I am also indebted to the libraries and special collections that house the archives I used: Houghton Library at Harvard, and Leslie Morris for helping me navigate the collection; the New York Psychoanalytic Institute; the Rosenbach Museum and Library; the Harry Ransom Center at the University of Texas, Austin; the Sigmund Freud Archives, Inc.; the Freud Museum, London, and the Library of Congress; and the Charles E. Young Research Library's Department of Special Collections at UCLA. I am also grateful to the various estates for their kind permission to quote from crucial texts and for their sometimes arduous consideration of my sometimes pushy requests.

Huge thanks to my beloved and patient editors, Susan Kamil and Noah Eaker, and to my amazing agent and old friend, Suzanne Gluck.

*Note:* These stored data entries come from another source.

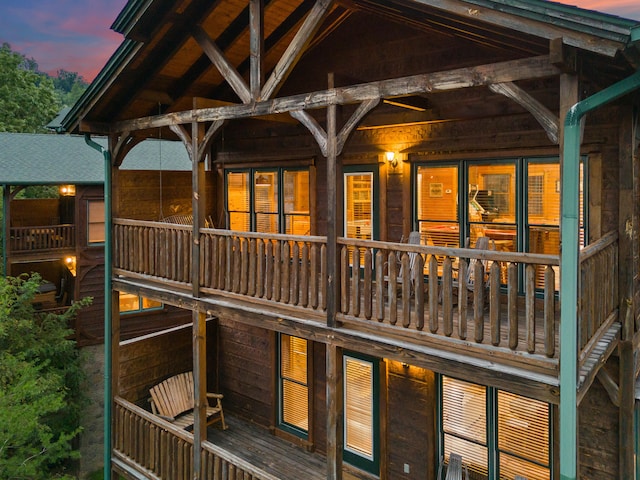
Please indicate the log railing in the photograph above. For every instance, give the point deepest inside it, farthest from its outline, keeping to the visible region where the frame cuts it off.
(598, 295)
(151, 447)
(285, 269)
(46, 237)
(417, 287)
(507, 301)
(154, 249)
(148, 444)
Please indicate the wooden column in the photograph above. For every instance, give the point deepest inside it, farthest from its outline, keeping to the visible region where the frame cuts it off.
(256, 21)
(199, 388)
(335, 411)
(197, 206)
(333, 270)
(6, 227)
(628, 268)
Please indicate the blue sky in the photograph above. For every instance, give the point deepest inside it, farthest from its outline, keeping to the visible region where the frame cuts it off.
(74, 35)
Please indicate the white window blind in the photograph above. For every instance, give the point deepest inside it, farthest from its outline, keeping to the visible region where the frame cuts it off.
(293, 374)
(358, 396)
(523, 437)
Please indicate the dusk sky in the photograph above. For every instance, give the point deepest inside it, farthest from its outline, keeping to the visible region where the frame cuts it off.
(74, 35)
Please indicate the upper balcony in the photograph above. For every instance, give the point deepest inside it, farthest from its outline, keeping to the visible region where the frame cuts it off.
(456, 303)
(39, 238)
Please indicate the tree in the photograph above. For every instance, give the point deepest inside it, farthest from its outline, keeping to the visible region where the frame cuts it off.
(40, 377)
(27, 98)
(69, 87)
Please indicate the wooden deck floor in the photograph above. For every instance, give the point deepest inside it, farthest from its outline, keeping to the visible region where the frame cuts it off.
(274, 455)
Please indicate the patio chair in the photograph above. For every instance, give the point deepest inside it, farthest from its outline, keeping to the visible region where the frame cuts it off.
(413, 239)
(482, 243)
(454, 468)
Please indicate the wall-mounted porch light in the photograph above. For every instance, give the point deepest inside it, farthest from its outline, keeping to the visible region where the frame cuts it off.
(70, 262)
(391, 158)
(67, 190)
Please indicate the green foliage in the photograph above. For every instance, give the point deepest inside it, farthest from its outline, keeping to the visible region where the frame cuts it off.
(69, 87)
(40, 378)
(27, 98)
(39, 191)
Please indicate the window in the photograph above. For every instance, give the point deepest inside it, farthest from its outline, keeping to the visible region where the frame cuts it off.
(515, 202)
(361, 412)
(95, 216)
(517, 442)
(269, 201)
(130, 303)
(293, 385)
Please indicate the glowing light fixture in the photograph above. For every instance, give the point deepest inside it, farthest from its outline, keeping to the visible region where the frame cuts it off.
(70, 262)
(391, 158)
(67, 190)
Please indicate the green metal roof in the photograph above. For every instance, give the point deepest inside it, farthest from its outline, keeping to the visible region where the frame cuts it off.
(48, 159)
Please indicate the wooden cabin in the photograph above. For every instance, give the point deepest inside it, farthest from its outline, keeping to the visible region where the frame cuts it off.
(369, 245)
(62, 237)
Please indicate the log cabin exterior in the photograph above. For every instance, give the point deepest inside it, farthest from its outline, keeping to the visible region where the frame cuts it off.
(62, 237)
(321, 135)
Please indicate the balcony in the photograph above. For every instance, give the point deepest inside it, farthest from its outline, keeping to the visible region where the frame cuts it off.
(509, 316)
(31, 239)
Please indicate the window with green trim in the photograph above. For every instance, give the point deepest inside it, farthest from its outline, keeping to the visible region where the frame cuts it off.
(498, 434)
(269, 200)
(131, 303)
(361, 412)
(293, 382)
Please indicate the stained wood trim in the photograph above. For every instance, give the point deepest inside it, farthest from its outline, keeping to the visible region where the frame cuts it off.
(510, 71)
(296, 48)
(256, 68)
(542, 114)
(314, 128)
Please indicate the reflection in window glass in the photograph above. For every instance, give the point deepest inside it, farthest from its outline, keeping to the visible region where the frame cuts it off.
(437, 205)
(130, 303)
(238, 202)
(358, 395)
(358, 189)
(294, 399)
(95, 227)
(519, 440)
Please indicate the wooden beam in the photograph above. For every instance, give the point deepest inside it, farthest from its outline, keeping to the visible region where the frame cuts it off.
(563, 56)
(362, 110)
(610, 386)
(529, 68)
(314, 128)
(545, 117)
(199, 388)
(256, 27)
(335, 412)
(226, 69)
(548, 28)
(296, 48)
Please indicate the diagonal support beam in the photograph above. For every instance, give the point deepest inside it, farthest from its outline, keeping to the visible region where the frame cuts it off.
(321, 135)
(610, 386)
(296, 48)
(528, 68)
(314, 127)
(225, 68)
(545, 117)
(364, 108)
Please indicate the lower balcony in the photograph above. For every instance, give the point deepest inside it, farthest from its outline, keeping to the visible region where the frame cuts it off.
(496, 307)
(146, 446)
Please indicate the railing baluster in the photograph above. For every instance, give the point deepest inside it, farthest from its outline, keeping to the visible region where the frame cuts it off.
(549, 312)
(530, 316)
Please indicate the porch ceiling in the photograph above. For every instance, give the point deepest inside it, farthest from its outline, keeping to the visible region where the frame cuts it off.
(161, 67)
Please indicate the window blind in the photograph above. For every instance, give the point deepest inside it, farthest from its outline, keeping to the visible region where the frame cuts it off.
(358, 392)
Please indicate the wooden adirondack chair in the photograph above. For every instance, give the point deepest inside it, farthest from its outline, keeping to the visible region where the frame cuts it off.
(173, 400)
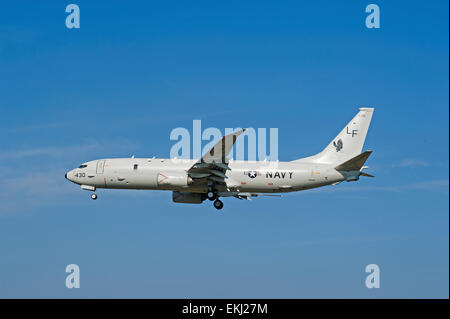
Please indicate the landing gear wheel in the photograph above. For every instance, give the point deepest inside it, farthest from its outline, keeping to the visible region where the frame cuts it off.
(211, 195)
(218, 204)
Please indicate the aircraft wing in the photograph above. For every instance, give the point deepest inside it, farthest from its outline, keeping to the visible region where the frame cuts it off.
(213, 164)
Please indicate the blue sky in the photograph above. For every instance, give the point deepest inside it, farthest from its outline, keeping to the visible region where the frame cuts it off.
(137, 69)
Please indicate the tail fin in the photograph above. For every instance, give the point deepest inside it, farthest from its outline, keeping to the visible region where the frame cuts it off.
(348, 143)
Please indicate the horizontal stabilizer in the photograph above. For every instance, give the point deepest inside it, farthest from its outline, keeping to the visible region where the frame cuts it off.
(355, 163)
(366, 175)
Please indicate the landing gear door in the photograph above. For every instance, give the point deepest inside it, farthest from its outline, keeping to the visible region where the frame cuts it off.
(100, 166)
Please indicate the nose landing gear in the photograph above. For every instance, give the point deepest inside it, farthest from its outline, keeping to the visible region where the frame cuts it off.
(211, 195)
(218, 204)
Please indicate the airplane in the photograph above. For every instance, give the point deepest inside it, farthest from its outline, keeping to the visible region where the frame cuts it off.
(214, 176)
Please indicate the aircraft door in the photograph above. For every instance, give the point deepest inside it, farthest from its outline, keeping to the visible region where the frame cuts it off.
(100, 166)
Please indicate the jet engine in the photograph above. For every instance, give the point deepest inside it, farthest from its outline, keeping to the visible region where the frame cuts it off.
(175, 179)
(189, 198)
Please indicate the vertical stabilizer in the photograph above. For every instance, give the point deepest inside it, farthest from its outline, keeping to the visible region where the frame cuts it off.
(348, 143)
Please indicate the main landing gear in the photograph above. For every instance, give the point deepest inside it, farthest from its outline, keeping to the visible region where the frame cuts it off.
(218, 204)
(212, 196)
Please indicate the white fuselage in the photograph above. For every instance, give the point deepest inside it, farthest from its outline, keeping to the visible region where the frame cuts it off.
(171, 174)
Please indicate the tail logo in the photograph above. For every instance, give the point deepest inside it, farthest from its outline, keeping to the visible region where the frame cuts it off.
(339, 145)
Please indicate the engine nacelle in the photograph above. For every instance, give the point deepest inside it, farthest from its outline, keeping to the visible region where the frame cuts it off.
(176, 179)
(188, 198)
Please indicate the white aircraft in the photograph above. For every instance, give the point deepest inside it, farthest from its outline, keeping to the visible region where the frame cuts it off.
(214, 176)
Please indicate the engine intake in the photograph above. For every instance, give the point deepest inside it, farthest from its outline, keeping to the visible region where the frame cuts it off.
(175, 179)
(188, 198)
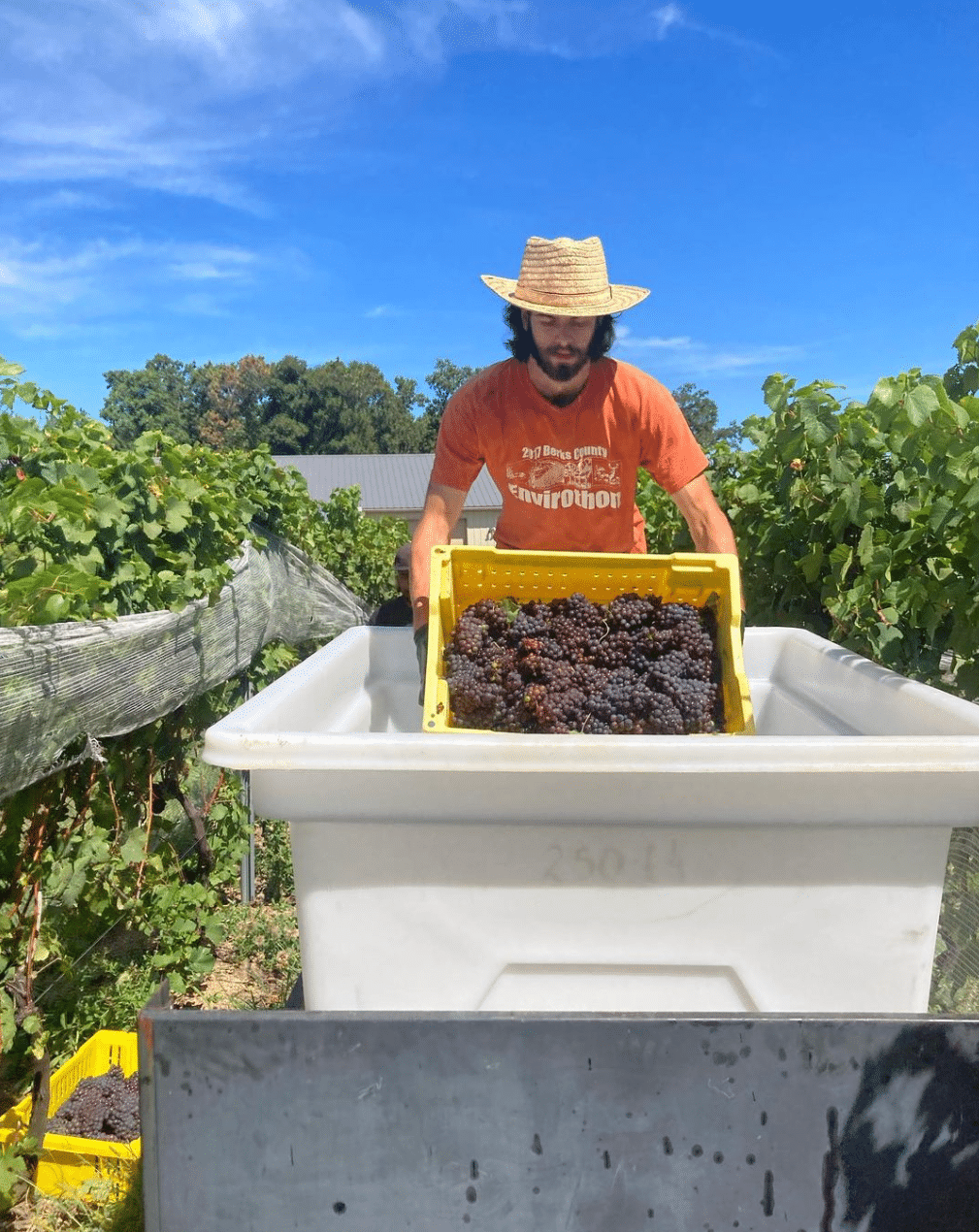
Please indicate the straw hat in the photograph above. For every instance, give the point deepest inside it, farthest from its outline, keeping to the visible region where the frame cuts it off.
(565, 277)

Thanks also to Amelia Zalcman, who maybe heard a little too much from me. I've been incredibly lucky in my research assistants, Laura Smith and Maddie Gressel, who, along with their extraordinary work, also make everything more fun. Thanks also to Andrew Keese for his research assistance from afar. I am indebted to Adam Begley for talking me through arcane Updike issues and for his generosity with his scholarship. Thanks also to Dean Richard Kalb at New York University for the opportunity to try out one of these chapters as a lecture to excellent undergraduates in the scholars' lecture series.

I am grateful to my mother, Anne Roiphe, for support of this project, which went far beyond her contractual obligations as my mother. Thanks, also, for everything from talking through issues and ambivalences, to reading drafts, to general encouragement of this crazy project: Harry Chernoff, Theodore Jacobs, Radha Ramkissoon, Janet Malcolm, Amanda Brainerd, Casey Greenfield, Deborah Copaken, Hanna Rosin, Meghan O'Rourke, Judith Thurman, Jean Roiphe, Emily Roiphe, Daniel Swift, Caroline Moorehead, Larissa MacFarquhar, Leo Roiphe, and Violet Chernoff, and to Tim Nye, my late-arriving inspiration, salvation, etc.